After ladling the soup into a bowl, I topped it with freshly ground black pepper and white truffle oil and served it with Irish brown bread made with Irish wholemeal flour from King Arthur Flour.

This soup is easy enough to make on a busy weeknight, versatile enough that you can probably make it with ingredients you have on hand, and so delicious that you will want to make it again and again.
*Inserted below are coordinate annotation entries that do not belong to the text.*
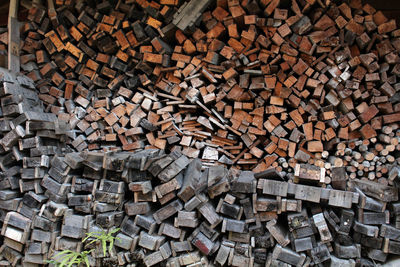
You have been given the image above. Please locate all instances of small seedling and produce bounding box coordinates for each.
[47,249,92,267]
[83,228,119,257]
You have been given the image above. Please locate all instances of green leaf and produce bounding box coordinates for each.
[110,228,120,234]
[108,239,114,255]
[83,256,90,267]
[101,240,107,257]
[67,254,79,267]
[60,254,74,267]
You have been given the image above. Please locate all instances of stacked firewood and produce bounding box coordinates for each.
[0,28,8,67]
[0,66,400,267]
[17,0,400,174]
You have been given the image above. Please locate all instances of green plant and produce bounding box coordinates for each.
[83,228,119,256]
[47,228,119,267]
[47,249,92,267]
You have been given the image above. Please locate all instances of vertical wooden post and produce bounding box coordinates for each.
[8,0,20,72]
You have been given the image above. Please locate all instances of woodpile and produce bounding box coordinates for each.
[0,28,8,67]
[21,0,400,176]
[0,0,400,267]
[0,66,400,267]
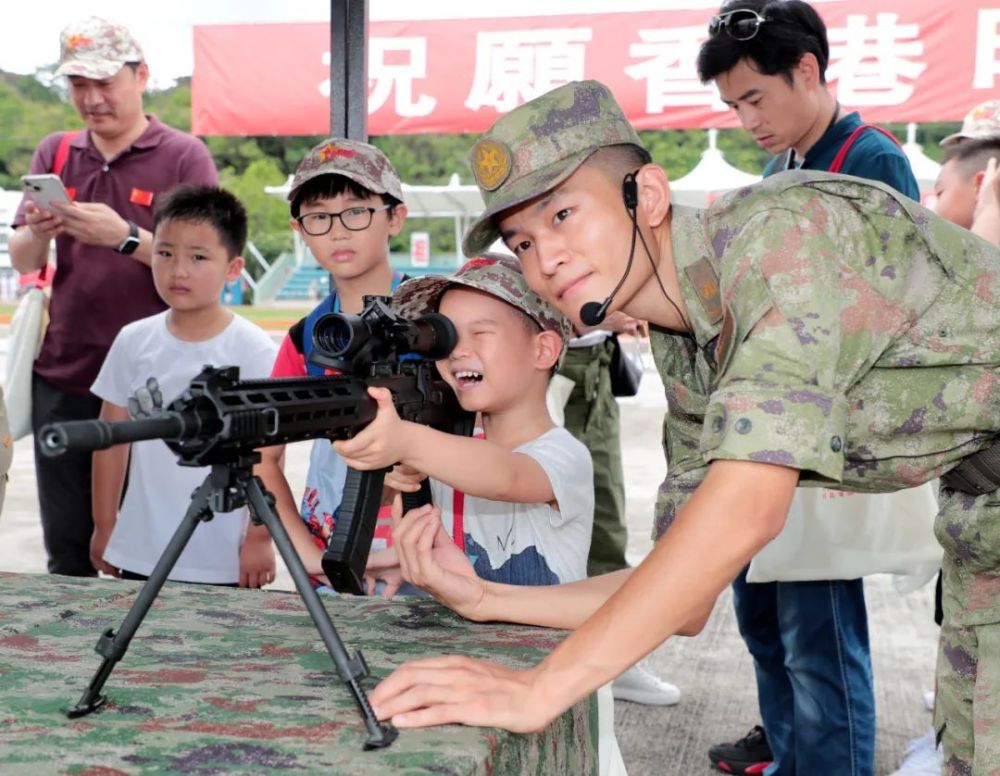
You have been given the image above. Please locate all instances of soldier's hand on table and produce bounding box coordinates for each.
[333,387,408,471]
[240,526,277,587]
[52,202,129,248]
[392,496,486,619]
[368,656,562,733]
[384,463,427,493]
[90,525,122,577]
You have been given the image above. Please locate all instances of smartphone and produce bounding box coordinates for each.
[21,173,69,210]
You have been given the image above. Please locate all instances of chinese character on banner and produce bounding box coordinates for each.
[465,29,591,113]
[368,38,437,116]
[972,8,1000,89]
[410,232,431,267]
[625,25,726,114]
[827,13,927,106]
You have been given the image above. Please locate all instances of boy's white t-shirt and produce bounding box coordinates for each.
[430,427,594,585]
[91,311,277,584]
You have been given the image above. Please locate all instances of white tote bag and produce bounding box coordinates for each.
[5,287,48,439]
[747,480,943,582]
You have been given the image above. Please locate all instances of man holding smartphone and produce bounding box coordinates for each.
[10,17,218,576]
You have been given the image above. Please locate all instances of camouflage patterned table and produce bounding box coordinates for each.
[0,573,597,776]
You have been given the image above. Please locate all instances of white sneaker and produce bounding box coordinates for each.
[611,663,681,706]
[892,730,944,776]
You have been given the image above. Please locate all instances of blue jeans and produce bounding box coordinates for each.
[733,569,875,776]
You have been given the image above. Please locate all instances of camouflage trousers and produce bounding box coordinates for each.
[559,339,628,576]
[934,486,1000,776]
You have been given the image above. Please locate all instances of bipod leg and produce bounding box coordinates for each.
[64,474,216,719]
[246,477,399,749]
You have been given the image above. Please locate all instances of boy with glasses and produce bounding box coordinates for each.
[258,138,406,595]
[698,0,920,776]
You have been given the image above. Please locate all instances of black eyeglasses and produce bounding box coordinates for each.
[295,205,392,237]
[708,8,771,40]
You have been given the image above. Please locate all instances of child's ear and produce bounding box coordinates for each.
[389,203,407,237]
[226,256,246,282]
[535,331,563,372]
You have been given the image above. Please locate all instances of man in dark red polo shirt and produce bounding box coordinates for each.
[10,17,218,576]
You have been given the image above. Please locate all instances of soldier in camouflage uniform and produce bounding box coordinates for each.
[372,82,1000,774]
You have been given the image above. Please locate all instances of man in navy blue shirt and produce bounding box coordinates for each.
[698,0,919,776]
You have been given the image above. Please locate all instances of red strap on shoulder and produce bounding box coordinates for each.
[52,129,80,176]
[451,490,465,552]
[828,124,902,172]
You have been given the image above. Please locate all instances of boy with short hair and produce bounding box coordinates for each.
[934,136,1000,237]
[334,254,594,585]
[257,138,406,592]
[91,186,275,587]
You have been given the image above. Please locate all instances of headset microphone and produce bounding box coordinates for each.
[580,172,645,326]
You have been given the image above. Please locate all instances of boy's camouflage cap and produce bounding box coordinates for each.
[288,137,403,202]
[462,81,644,256]
[56,16,145,81]
[941,100,1000,148]
[392,253,573,350]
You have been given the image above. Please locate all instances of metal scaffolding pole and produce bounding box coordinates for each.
[330,0,368,141]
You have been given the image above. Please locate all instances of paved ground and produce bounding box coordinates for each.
[0,332,936,776]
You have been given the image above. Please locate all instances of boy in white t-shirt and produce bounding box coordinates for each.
[90,186,277,587]
[334,255,594,585]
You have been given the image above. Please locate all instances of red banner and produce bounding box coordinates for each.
[192,0,1000,135]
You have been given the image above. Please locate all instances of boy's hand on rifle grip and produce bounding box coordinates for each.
[333,387,409,471]
[385,463,427,493]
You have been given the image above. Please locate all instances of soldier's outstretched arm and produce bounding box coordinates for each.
[371,461,799,732]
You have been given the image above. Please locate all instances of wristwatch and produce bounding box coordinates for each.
[115,221,139,256]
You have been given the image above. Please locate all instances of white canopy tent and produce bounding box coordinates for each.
[670,128,761,207]
[903,124,941,204]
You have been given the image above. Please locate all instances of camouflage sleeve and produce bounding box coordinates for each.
[650,327,708,540]
[701,206,878,482]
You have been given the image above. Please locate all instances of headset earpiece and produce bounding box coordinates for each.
[622,172,639,210]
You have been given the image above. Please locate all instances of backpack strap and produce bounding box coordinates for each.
[52,129,80,176]
[827,124,902,172]
[302,291,340,377]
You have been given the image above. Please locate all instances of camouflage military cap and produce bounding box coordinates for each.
[941,100,1000,148]
[288,137,403,202]
[56,16,145,80]
[393,253,573,350]
[462,81,643,256]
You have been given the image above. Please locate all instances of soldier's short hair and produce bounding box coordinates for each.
[698,0,830,83]
[941,135,1000,180]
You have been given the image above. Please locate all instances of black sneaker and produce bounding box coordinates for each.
[708,725,774,776]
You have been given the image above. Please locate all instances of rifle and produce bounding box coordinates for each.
[39,296,473,748]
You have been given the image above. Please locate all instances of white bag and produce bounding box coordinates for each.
[747,481,943,582]
[545,375,576,426]
[5,288,48,439]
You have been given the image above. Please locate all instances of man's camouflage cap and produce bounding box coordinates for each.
[392,253,573,351]
[288,137,403,202]
[56,16,145,80]
[462,81,644,256]
[941,100,1000,148]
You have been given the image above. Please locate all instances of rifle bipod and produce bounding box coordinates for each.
[65,453,399,749]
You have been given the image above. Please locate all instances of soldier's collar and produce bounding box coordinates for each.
[670,204,722,348]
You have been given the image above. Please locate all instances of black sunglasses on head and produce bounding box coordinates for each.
[708,8,771,40]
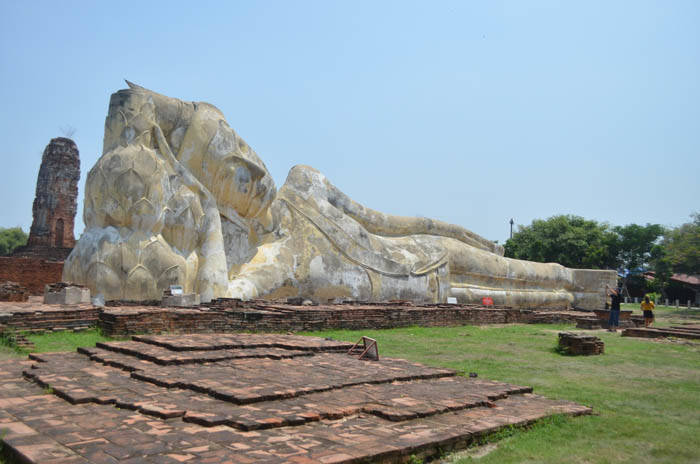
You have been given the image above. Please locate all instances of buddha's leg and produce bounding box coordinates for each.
[444,239,574,308]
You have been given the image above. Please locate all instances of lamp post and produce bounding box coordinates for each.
[510,218,515,238]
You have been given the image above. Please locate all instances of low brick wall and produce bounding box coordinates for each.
[0,256,63,295]
[0,305,100,332]
[99,305,592,336]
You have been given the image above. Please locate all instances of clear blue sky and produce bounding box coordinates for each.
[0,0,700,243]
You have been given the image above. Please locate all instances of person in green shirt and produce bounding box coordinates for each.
[641,296,654,327]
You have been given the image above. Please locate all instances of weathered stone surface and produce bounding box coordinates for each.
[559,332,605,356]
[44,282,90,305]
[64,84,616,309]
[0,256,65,295]
[0,281,29,301]
[622,325,700,340]
[161,293,200,308]
[27,137,80,248]
[0,334,591,464]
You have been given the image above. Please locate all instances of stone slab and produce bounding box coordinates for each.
[0,334,591,464]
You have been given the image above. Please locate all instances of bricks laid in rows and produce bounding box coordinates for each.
[0,334,591,464]
[559,332,605,356]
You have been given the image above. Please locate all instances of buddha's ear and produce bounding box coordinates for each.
[124,79,147,90]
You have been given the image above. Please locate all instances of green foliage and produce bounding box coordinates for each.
[657,213,700,274]
[613,224,666,270]
[0,227,28,256]
[505,215,618,269]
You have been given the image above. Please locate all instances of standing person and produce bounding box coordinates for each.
[606,286,622,332]
[641,296,654,327]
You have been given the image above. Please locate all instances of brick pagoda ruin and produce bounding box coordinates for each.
[0,137,80,295]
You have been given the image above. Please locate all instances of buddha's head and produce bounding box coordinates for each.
[103,81,276,218]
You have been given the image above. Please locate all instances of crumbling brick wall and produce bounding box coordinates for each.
[27,137,80,248]
[0,256,63,295]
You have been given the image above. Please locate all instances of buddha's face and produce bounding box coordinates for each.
[102,91,155,154]
[203,120,275,218]
[103,90,276,223]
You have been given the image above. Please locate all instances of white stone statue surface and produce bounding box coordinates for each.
[63,83,615,308]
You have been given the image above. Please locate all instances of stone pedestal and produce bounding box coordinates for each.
[0,281,29,301]
[559,332,605,356]
[160,293,200,307]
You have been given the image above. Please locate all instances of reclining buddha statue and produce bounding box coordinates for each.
[63,82,615,308]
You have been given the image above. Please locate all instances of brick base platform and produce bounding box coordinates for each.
[0,297,591,336]
[0,334,591,464]
[559,332,605,356]
[99,301,588,336]
[0,296,100,332]
[622,325,700,340]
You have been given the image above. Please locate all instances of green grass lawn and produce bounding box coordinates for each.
[0,320,700,463]
[302,325,700,463]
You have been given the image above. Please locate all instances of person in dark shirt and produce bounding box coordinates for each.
[606,286,622,332]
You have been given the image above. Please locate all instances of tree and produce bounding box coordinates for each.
[613,224,666,272]
[505,215,619,269]
[662,213,700,275]
[0,227,27,256]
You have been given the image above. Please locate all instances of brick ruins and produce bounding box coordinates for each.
[0,137,80,295]
[27,137,80,252]
[0,334,591,464]
[559,332,605,356]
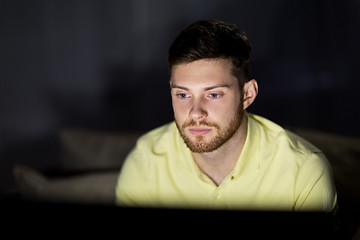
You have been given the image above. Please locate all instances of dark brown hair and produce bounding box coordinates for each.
[168,20,251,88]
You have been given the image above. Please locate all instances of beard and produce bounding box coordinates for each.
[175,104,243,153]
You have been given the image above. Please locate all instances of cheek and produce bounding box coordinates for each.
[172,101,188,121]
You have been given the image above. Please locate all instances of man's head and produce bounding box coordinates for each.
[169,21,257,153]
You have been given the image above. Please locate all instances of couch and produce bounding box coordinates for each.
[13,128,360,237]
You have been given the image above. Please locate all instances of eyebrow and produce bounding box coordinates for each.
[170,83,230,91]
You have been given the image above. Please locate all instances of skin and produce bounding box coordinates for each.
[170,59,258,186]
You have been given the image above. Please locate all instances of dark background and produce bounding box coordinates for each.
[0,0,360,191]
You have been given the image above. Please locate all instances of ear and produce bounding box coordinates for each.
[243,79,258,110]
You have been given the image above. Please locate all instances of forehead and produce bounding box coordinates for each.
[170,59,237,88]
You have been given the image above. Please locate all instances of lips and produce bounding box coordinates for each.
[189,127,212,136]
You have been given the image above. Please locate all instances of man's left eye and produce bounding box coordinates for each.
[209,93,221,98]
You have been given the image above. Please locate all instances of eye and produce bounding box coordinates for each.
[209,93,222,99]
[176,93,190,99]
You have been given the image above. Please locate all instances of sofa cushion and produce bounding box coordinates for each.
[60,129,141,172]
[14,165,119,205]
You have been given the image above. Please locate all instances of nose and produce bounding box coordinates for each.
[189,99,207,121]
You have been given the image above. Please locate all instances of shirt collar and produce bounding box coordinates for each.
[232,114,260,178]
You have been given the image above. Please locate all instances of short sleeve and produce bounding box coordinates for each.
[294,152,337,212]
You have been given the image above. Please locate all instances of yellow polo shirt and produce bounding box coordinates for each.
[116,114,336,211]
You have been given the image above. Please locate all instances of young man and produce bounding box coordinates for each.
[116,21,336,211]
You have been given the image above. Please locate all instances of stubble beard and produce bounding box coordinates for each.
[175,104,244,153]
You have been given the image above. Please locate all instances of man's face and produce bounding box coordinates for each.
[170,59,243,153]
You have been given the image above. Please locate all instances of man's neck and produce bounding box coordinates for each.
[192,112,247,186]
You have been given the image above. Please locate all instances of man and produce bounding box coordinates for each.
[116,20,336,211]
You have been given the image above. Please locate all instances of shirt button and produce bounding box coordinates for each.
[214,193,220,199]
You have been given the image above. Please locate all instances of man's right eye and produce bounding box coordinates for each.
[176,93,189,99]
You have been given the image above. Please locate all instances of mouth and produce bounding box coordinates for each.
[189,127,212,136]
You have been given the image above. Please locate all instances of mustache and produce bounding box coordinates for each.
[182,120,220,130]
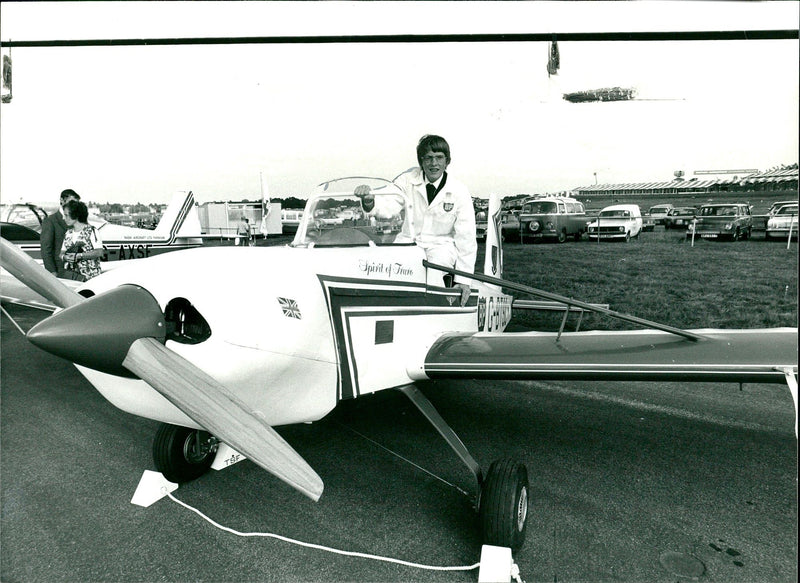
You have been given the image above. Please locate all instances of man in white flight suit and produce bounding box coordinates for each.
[355,135,478,306]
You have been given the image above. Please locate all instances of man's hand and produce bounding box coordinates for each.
[453,283,472,308]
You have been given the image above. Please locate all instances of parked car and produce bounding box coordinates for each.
[586,204,642,242]
[764,202,798,239]
[664,206,697,229]
[753,200,797,231]
[647,203,673,225]
[519,196,586,243]
[767,200,797,217]
[686,203,753,241]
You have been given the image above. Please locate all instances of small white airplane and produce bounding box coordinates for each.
[1,191,203,261]
[2,178,797,549]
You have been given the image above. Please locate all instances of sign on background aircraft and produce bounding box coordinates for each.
[0,191,203,261]
[2,178,797,549]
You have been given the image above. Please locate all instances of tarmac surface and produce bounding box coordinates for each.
[0,306,797,583]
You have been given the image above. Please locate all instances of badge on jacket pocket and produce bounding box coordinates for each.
[442,192,454,213]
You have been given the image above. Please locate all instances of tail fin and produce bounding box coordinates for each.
[483,193,503,278]
[155,191,201,240]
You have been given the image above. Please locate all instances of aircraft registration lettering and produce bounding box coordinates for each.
[358,259,414,277]
[103,245,152,261]
[478,296,511,332]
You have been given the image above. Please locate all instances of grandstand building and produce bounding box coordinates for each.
[571,164,798,197]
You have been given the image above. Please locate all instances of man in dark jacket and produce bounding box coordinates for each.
[39,188,81,277]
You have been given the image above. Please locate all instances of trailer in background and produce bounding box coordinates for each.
[198,201,283,239]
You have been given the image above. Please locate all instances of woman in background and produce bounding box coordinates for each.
[61,200,104,281]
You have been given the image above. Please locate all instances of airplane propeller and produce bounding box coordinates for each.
[0,240,323,501]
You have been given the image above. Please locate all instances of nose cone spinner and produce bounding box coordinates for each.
[27,285,166,377]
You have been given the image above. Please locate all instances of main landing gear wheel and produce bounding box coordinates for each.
[478,459,528,551]
[153,423,217,484]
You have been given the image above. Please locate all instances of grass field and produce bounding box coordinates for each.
[258,193,798,330]
[496,226,798,330]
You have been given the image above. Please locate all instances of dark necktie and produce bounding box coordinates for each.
[425,187,436,204]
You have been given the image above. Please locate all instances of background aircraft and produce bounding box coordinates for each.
[0,191,203,261]
[2,179,797,548]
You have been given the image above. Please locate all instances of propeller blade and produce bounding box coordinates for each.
[122,338,324,501]
[0,239,84,308]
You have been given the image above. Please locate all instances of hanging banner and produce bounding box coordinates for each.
[0,47,11,103]
[547,38,561,77]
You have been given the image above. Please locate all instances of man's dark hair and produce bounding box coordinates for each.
[61,188,81,206]
[417,134,450,166]
[64,200,89,223]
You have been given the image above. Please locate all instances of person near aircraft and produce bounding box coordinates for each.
[39,188,81,278]
[354,134,478,306]
[236,217,252,246]
[60,200,103,281]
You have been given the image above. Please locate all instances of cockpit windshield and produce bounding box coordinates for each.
[292,177,414,247]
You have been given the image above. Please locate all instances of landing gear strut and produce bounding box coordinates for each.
[153,423,219,483]
[398,385,528,551]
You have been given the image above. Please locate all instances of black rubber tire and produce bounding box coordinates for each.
[478,459,528,551]
[153,423,216,484]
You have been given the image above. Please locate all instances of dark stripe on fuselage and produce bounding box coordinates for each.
[318,275,477,399]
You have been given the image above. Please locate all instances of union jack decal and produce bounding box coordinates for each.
[278,298,303,320]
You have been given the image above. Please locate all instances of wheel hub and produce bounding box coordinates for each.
[517,487,528,532]
[183,431,216,464]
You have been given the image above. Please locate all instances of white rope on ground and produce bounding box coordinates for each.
[161,488,481,571]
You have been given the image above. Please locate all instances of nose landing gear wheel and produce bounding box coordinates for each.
[478,459,528,551]
[153,423,217,483]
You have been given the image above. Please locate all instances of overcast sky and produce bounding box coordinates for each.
[0,2,800,203]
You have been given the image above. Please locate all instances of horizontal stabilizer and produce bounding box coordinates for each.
[122,338,323,501]
[423,328,797,383]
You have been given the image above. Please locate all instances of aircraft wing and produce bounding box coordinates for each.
[416,328,797,383]
[0,269,81,312]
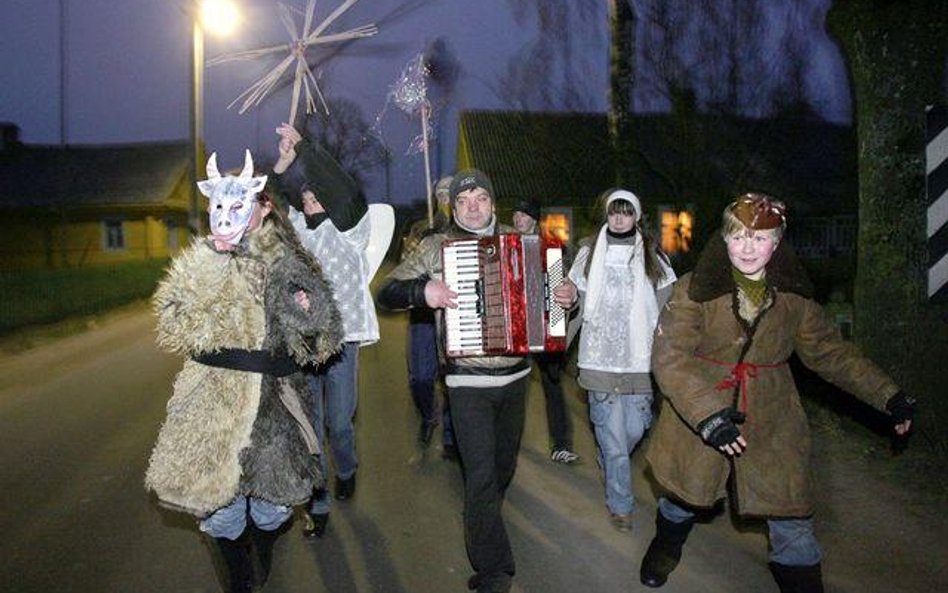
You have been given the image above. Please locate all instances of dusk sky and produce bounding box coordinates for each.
[0,0,850,202]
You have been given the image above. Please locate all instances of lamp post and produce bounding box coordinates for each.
[188,0,240,235]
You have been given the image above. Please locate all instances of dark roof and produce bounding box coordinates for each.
[459,111,615,205]
[458,111,858,216]
[0,142,191,209]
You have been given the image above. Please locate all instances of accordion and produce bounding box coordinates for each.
[441,233,566,358]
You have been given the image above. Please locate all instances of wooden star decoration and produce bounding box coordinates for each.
[208,0,378,124]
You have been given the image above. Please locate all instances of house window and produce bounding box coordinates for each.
[102,220,125,251]
[540,208,573,245]
[658,206,694,255]
[166,220,178,251]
Spicy Vietnamese Chicken Noodle Soup {FFwD}

The third recipe Dorie Greenspan chose for the French Fridays with Dorie group seems like an odd recipe to find in a French cookbook — Spicy Vietnamese Chicken Noodle Soup. However, as Dorie explains, France has colonial ties to Vietnam, and Vietnamese restaurants are common throughout France. So, it should not come as a surprise that some Vietnamese dishes have found their way into French kitchens.

This recipe is a combination of two traditional Vietnamese soups: pho ga and la sa ga. I’ve never had either of these soups, but this recipe does remind me of one of my favorite dishes — Thai chicken coconut soup.

The recipe begins with a bouquet garni tied up with star anise, coriander seeds, white peppercorns, and cilantro stems. This is added to a pot with onion, garlic, fresh ginger, red chiles, chicken broth, and coconut milk. This mixture is seasoned with fish sauce, brown sugar, and salt, then brought to a boil.

Once the broth boiled, I lowered it to a simmer and added the chicken breasts. I covered the pot and poached the chicken for about 15 minutes.

After the chicken was cooked, I removed it from the pot and let it cool for a few minutes before shredding it by hand. While the chicken was cooling, I cooked and drained the noodles.

I then returned the broth to a boil and added the chicken and noodles to the pot. When everything was heated through, I stirred in cilantro and lime juice, adjusted the seasonings, and served the soup for dinner with a salad.

I topped my bowl with a few splashes of chili oil. I had omitted the red chiles from the recipe at the beginning, as I was serving the soup for dinner and my daughters don’t like things that are too spicy.

This soup was delicious. Spicy, slightly sweet from the coconut milk, and full of flavor. As noted above, it reminded me of Thai chicken coconut soup, which I order almost every time we get Thai food.

Even though there were quite a few ingredients in this recipe, it was really simple to assemble, and it was ready to serve in about 30 minutes, making it a perfect light dinner for any night of the week.